The Bishop of Carlisle is the Ordinary of the Church of England Diocese of Carlisle in the Province of York.

The diocese covers the County of Cumbria except for Alston Moor and the former Sedbergh Rural District. The see is in the City of Carlisle where the seat is located at the Cathedral Church of the Holy and Undivided Trinity which was a collegiate church until elevated to cathedral status in 1133.

The diocese was created in 1133 by Henry I out of part of the Diocese of Durham. It was extended in 1856 taking over part of the Diocese of Chester.

The current bishop is The Right Reverend James Newcombe, the 67th Bishop of Carlisle, who signs James Carliol, was enthroned at Carlisle Cathedral on 10 October 2009.[1]



Early times

The original territory of the diocese first became a political unit in the reign of King William Rufus (1087-1100), who made it into the Earldom of Carlisle, which covered most of the counties of Cumberland and Westmorland.
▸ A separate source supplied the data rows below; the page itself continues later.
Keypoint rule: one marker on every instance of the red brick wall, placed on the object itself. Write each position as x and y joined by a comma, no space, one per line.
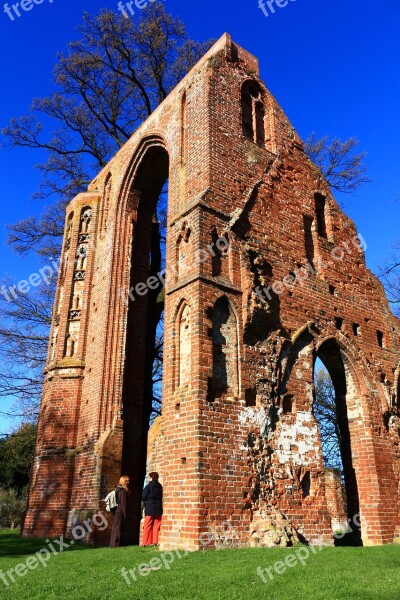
253,445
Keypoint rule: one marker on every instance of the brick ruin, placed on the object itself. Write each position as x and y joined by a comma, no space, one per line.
245,320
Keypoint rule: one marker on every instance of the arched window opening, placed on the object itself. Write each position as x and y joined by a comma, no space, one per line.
320,210
224,354
220,256
185,347
253,113
143,369
106,204
330,411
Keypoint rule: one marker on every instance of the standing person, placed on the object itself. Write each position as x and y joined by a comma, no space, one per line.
152,498
122,492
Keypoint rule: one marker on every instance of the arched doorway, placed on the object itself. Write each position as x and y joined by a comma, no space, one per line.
143,354
333,418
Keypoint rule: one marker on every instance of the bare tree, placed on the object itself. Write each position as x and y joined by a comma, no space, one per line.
106,84
389,273
338,162
324,410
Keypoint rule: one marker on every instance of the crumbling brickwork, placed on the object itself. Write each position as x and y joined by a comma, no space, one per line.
245,320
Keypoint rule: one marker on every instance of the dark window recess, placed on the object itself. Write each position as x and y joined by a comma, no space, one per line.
250,397
338,322
379,335
320,207
287,404
306,484
308,241
253,113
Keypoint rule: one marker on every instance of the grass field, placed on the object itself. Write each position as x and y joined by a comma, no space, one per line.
95,574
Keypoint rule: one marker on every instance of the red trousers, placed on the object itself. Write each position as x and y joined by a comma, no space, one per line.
151,528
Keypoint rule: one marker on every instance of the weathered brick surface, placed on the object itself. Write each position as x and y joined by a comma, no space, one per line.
238,439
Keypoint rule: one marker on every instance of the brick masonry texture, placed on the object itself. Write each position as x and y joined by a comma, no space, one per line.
237,440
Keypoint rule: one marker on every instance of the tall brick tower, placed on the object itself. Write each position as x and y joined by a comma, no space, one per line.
264,274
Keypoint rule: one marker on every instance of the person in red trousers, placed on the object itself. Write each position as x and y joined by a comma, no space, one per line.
122,492
152,499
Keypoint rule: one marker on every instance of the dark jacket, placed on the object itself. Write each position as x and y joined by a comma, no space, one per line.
121,499
152,497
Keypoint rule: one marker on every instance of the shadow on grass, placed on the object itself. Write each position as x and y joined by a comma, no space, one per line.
12,544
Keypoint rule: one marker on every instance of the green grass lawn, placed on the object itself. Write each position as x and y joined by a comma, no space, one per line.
95,574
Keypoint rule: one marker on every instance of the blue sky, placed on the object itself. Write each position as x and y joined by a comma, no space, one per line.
333,65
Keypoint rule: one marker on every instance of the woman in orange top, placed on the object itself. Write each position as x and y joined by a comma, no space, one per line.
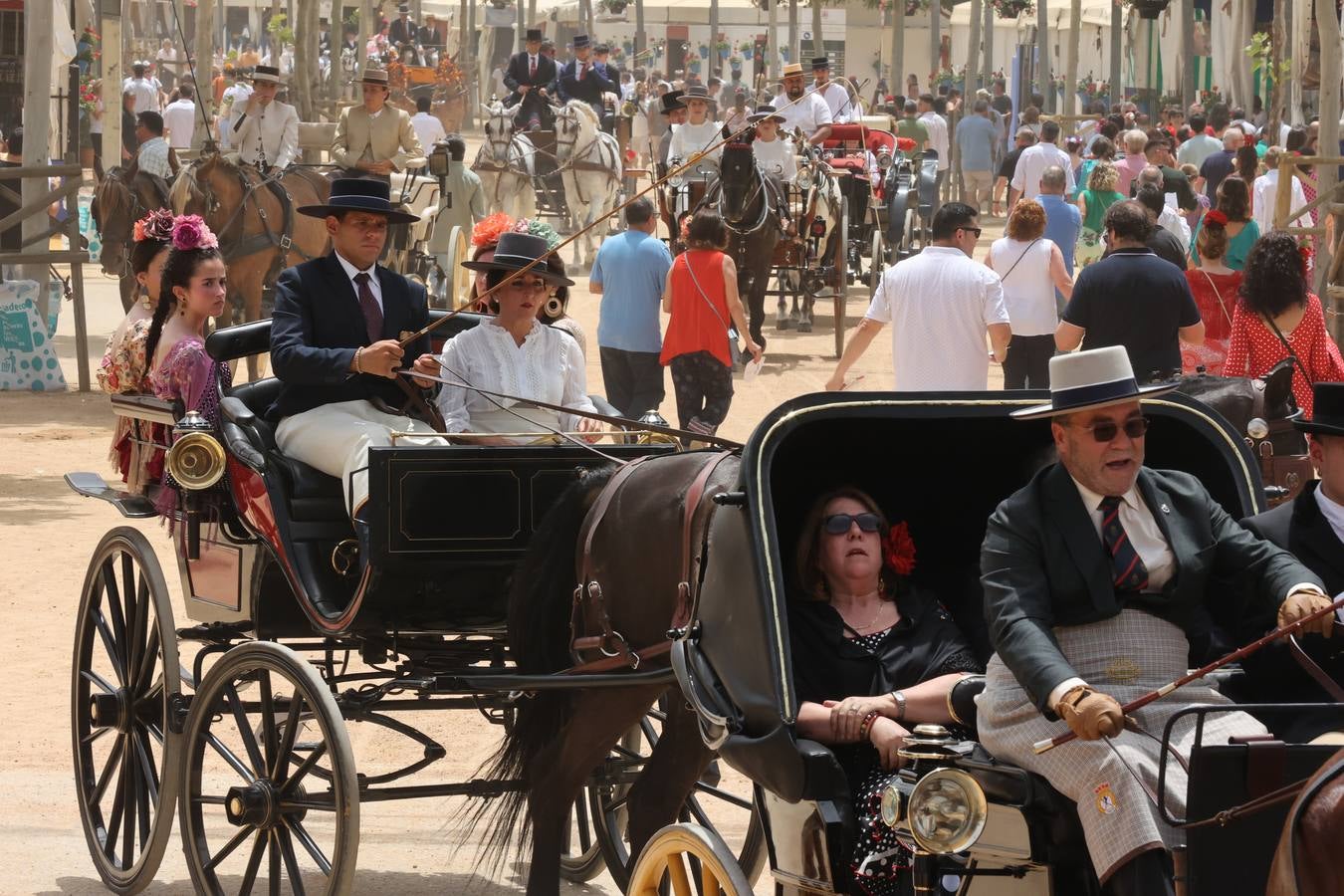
702,297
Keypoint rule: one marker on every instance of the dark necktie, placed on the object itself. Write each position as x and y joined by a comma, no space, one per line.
1128,569
372,314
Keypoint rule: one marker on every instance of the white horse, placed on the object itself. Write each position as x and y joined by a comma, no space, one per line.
590,168
506,164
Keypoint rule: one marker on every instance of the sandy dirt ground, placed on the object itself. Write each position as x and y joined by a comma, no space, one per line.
47,535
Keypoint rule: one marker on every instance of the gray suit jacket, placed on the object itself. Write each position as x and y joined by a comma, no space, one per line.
1043,565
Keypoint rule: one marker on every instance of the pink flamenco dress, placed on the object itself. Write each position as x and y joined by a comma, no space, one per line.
123,371
188,375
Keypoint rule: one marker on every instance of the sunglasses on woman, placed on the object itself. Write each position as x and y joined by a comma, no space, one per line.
840,523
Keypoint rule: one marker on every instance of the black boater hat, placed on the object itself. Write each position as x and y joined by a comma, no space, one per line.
517,251
1327,411
359,193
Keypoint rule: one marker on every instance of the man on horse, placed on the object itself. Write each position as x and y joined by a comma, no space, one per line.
583,78
531,77
335,342
1098,575
266,131
375,138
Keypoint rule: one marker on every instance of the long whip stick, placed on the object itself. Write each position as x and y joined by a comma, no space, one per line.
602,220
1050,743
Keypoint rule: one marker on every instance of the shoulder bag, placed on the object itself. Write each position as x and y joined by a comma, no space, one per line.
734,352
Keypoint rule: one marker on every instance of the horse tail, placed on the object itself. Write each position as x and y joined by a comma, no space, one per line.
540,602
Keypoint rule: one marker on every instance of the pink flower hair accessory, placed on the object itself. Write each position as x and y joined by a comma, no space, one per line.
190,231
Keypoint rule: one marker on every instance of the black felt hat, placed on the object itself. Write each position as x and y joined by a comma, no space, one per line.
359,193
1327,410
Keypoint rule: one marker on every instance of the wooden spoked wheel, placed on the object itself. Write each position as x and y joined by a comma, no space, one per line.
253,803
692,860
123,697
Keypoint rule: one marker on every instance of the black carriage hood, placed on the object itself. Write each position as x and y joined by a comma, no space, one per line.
940,461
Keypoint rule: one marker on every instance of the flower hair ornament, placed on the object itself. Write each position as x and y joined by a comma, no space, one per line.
898,550
156,225
190,231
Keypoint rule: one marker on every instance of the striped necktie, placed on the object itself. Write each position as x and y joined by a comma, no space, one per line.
1128,571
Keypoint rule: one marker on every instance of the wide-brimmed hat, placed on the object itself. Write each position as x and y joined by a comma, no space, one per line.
671,103
265,74
765,111
517,251
359,193
1327,410
1091,379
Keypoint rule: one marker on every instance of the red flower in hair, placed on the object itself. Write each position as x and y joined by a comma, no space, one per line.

In 1133, during the reign of his successor, Henry I, a diocese was erected in the territory of the earldom, the territory being subtracted from the Diocese of Durham. This happened despite there being locally a strong Celtic element that looked to Glasgow for episcopal administration. As the first bishop, the king secured the appointment of his former confessor, Æthelwulf (1133-1155), an Englishman, Prior of the Augustinian Canons, whom he had established at Carlisle in 1102, though at the time of his consecration Æthelwulf seems to have been Prior of the Augustinian house at Nostell in Yorkshire. An efficient administrator, he ruled the diocese until his death in 1156 and succeeded in imparting a certain vigour to diocesan life. Among other initiatives, he built a moderate-sized Norman minster of which the transepts and part of the nave still exist. To serve this cathedral he introduced his own Augustinian brethren, with the result that Carlisle was the only see in England with an Augustinian cathedral chapter, the other monastic cathedral chapters in England consisting of Benedictine monks. There was only one archdeaconry, that of Carlisle.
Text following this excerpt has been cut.